Sounds like I'm starring in my own psychological thriller. I'm not. Well.. not quite anyway. It's all part of my own little thrill - therapy. Going at it full blast now, with exposure, as it's called in cognitive behavioral therapy. In laymen's terms, that's me going out and doing all those things that terrifies me to near death. Sounds bad? I think so. But I trust my therapist... for now.
We've spent 4 sessions are so, covering me, some of my past, some of my relations, and mostly, of course, my fears. We've plotted out a way to approach things. And while she seems a little tight in her manners, she's not completely devoid of humanity or compassion. Yeah, it might sound like a harsh thing to determine, but I've had a therapist once that seemed to lack those two qualities. I spent many an hour, not to mention many a fuckload of cash, with her, and while it seemed ok at first, I gradually began to wonder just where in the hell it was all leading. I asked her one day, and her reply was that she'd like me to come in more often. Ironically it had the complete opposite effect: I never set foot in her office again.

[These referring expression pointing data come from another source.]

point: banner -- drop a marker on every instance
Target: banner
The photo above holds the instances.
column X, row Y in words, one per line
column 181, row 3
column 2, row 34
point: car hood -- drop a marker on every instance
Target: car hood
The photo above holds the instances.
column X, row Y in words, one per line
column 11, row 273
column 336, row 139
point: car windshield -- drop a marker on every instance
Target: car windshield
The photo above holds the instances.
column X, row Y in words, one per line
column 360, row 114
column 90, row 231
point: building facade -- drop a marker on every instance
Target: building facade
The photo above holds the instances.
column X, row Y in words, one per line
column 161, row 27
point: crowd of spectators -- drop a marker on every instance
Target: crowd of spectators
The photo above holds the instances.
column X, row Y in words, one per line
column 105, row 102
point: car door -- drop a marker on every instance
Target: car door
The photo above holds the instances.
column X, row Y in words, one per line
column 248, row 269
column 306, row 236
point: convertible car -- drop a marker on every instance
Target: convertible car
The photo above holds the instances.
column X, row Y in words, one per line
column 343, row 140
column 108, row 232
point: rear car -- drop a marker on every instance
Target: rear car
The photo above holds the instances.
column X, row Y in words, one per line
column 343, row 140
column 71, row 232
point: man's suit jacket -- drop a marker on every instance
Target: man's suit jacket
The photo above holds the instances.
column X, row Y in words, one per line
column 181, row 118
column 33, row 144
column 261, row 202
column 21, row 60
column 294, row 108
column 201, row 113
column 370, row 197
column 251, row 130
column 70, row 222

So far I've been, and felt, reassured with this new style. I've been consulted for my opinion on what my goals are, and what, of several, paths I felt would be cool. I've been told that I will never be tossed into a situation that would frighten me, without a lot of talking and going through it first. In other words, I WILL be put in situations that would normally frighten me, but I will get a set of tools (metaphorical tools, you morons) that will help me deal with my thoughts and feelings.
My main problem, I guess, can be summed up in quite few words; Common sense > Perceived reality. I need to listen more to my common sense, instead of giving in to those thoughts that tell me things are fucked. Deep down, I always know that what my common sense is telling me is real. But it's a lot easier to let the bad and negative thoughts reign supreme, because it only confirms what I already think I know: it's me against the world. I'm by myself, everybody else are morons who are just using me because 1) they pity me, or 2) they want to gain advantage through me. I know it's not true (for the most part, there are always bad seeds out there), but I need to believe that I know it as well. Otherwise it will become a self-realising prophecy, and I will end up alone and in despair. Lord knows I've driven away a friend or two in my time.
So, how to achieve these things? Well, as I mentioned, exposure is one way. It's basically, as I've also said, exposing myself to anxiety-triggering situations. I made a list of trigger situations, that we looked through. And finally, last session, I numbered them from 1 to 7, according to severity. We're going to start dealing with number 1 on my list, next session. That's the easiest of them, or the one I feel the least anxiety doing. I'm not going to tell you what it is yet. I probably will in the future, but I want to deal with this myself at first, and then relate it afterwards. It's quite interesting, even from an outsiders viewpoint, and I'm really looking forward to experiencing the effect of this cognitive psychiatry.
Anyway, I'm going at it full force. Considering my future, the future after this, is weird at the moment. As in, I can't really imagine living without it. The constant fear of fear and anxiety. The fear of it is almost the worst. Or anxiety. But I hope that when I do get rid of it, I'll be able to start doing some of the things that I've kept myself from doing. I want to try and get a proper education. I've done the 3D thing, and besides me learning some things, it never was what I had hoped it to be. Waste of time, and more importantly money. An education would be proper. I need to school myself more in math, which I don't particularly like, but I think I can do it, if I get a little help from people in the know. It's a plan anyway. Or an idea. Or a hope. Gotta have hopes, don't you?